Next time you have a backstrap give it a try, Really Really Good Stuff right there.


----------



## ScullsMcNasty (Oct 4, 2007)

> *Garbo (2/9/2010)*Clay (my oldest) took a shot at it tonight, here is the step by step performance.
> 
> 8. _*Bayley*_ and _*Jackson*_ trying to let Clay know "they from Philly".
> 
> ...


Bahahahahaha :clap now thats funny!


----------



## Kingfish53 (Sep 11, 2008)

They just came off the griddle, and bout to dig in! Man is my mouth watering!!!:hungry


----------



## Jason (Oct 2, 2007)

OK Curtis.... It's funny that I just made up a meal myself and now that I read yours (looks great), I'll fill ya in on what I'm cooking up!!!! Not as easy as yours but I can't wait...
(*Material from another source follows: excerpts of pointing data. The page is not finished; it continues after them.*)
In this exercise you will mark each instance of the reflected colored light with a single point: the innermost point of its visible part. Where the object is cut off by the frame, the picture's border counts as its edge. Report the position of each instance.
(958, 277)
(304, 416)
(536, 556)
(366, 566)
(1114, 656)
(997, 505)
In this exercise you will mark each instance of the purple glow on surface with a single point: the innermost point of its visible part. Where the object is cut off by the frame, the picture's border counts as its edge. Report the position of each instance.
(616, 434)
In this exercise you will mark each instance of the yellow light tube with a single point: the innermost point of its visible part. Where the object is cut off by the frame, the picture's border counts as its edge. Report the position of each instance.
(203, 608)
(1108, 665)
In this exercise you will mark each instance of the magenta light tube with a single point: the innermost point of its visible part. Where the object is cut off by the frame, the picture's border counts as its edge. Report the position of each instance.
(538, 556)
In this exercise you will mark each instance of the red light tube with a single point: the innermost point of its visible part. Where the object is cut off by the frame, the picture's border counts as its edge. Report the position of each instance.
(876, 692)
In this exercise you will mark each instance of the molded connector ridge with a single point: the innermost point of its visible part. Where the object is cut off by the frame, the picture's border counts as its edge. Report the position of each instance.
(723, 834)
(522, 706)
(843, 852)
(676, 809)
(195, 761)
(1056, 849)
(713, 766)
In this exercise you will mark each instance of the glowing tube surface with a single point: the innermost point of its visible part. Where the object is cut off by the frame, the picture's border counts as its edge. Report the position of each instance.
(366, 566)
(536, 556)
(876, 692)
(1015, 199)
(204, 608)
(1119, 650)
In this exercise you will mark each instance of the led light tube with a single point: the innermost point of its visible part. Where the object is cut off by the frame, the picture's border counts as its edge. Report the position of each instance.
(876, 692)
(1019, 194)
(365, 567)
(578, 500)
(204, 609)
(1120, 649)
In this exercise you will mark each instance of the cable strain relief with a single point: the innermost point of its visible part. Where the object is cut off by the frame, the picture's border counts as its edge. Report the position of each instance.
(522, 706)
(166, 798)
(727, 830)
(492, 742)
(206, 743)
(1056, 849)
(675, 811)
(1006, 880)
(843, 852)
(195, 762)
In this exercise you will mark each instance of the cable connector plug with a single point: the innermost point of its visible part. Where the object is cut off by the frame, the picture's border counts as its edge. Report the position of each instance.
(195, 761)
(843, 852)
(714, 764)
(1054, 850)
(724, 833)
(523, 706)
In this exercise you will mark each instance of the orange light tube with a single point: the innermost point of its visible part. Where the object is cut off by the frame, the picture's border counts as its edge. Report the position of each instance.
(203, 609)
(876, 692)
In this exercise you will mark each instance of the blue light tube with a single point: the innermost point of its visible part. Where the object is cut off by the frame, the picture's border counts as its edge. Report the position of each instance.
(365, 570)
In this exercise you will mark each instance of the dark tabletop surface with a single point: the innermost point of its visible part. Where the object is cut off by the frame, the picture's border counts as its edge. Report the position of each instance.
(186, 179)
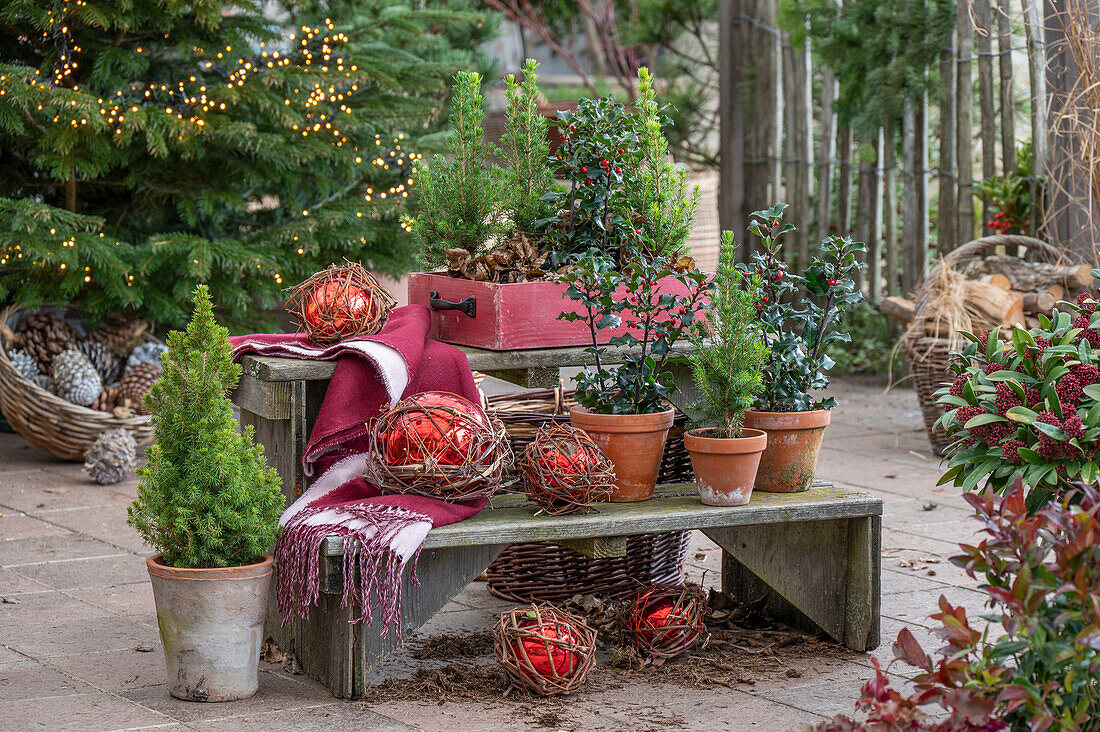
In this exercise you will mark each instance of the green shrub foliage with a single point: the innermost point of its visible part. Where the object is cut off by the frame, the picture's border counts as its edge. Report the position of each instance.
(729, 352)
(461, 197)
(208, 141)
(207, 496)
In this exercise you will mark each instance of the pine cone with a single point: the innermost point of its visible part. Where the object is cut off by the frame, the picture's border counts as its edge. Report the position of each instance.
(107, 363)
(29, 368)
(43, 336)
(120, 335)
(146, 353)
(111, 456)
(75, 378)
(135, 383)
(107, 400)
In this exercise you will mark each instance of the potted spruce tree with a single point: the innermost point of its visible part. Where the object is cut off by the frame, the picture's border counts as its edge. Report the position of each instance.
(623, 408)
(209, 504)
(798, 316)
(727, 366)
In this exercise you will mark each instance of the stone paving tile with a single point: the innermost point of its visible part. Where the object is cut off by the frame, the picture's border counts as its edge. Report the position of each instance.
(116, 670)
(78, 574)
(18, 525)
(276, 690)
(12, 583)
(43, 549)
(132, 599)
(80, 712)
(22, 610)
(105, 523)
(29, 679)
(326, 718)
(50, 638)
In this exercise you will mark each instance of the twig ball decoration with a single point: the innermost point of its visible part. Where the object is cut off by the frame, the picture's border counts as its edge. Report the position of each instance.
(545, 649)
(440, 445)
(340, 302)
(564, 471)
(663, 622)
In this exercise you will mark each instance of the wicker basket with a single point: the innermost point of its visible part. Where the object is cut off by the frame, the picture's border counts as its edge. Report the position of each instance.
(543, 571)
(46, 421)
(928, 357)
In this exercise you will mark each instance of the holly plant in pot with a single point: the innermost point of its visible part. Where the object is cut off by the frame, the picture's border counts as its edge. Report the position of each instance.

I took 2 backstrap pieces about 10 inches long. 1 can of chicken broth, 2 packages of lipton onion mix, 3/4 bag of baby carrots, 1 onion, 3 big taters, and squash/zuke, and of course some garlic and slap ya mamma . I cut all veggies like I like em, kinda thin so they'll just fall apart, and put the backstrap in the middle. I filled up w/ veggies and broth then put water till it covered the meat. It smells soooooooo good....i'm cooking it fer a couple hours coveredat 350 then whenI leave to go huntingwhen Logan gets off the bus, I'll turn the temp down LOW to keep it warm until we get home:hungry:letsdrink


----------



## Splittine (Nov 24, 2007)

> *Jason (2/11/2010)*OK Curtis.... It's funny that I just made up a meal myself and now that I read yours (looks great), I'll fill ya in on what I'm cooking up!!!! Not as easy as yours but I can't wait...
> 
> I took 2 backstrap pieces about 10 inches long. 1 can of chicken broth, 2 packages of lipton onion mix, 3/4 bag of baby carrots, 1 onion, 3 big taters, and squash/zuke, and of course some garlic and slap ya mamma . I cut all veggies like I like em, kinda thin so they'll just fall apart, and put the backstrap in the middle. I filled up w/ veggies and broth then put water till it covered the meat. It smells soooooooo good....i'm cooking it fer a couple hours coveredat 350 then whenI leave to go huntingwhen Logan gets off the bus, I'll turn the temp down LOW to keep it warm until we get home:hungry:letsdrink


Looks good.


----------



## Kingfish53 (Sep 11, 2008)

Man those Venison Philly Cheesesteaks made my tongue slap my jawbone! Like you said "Dang"


----------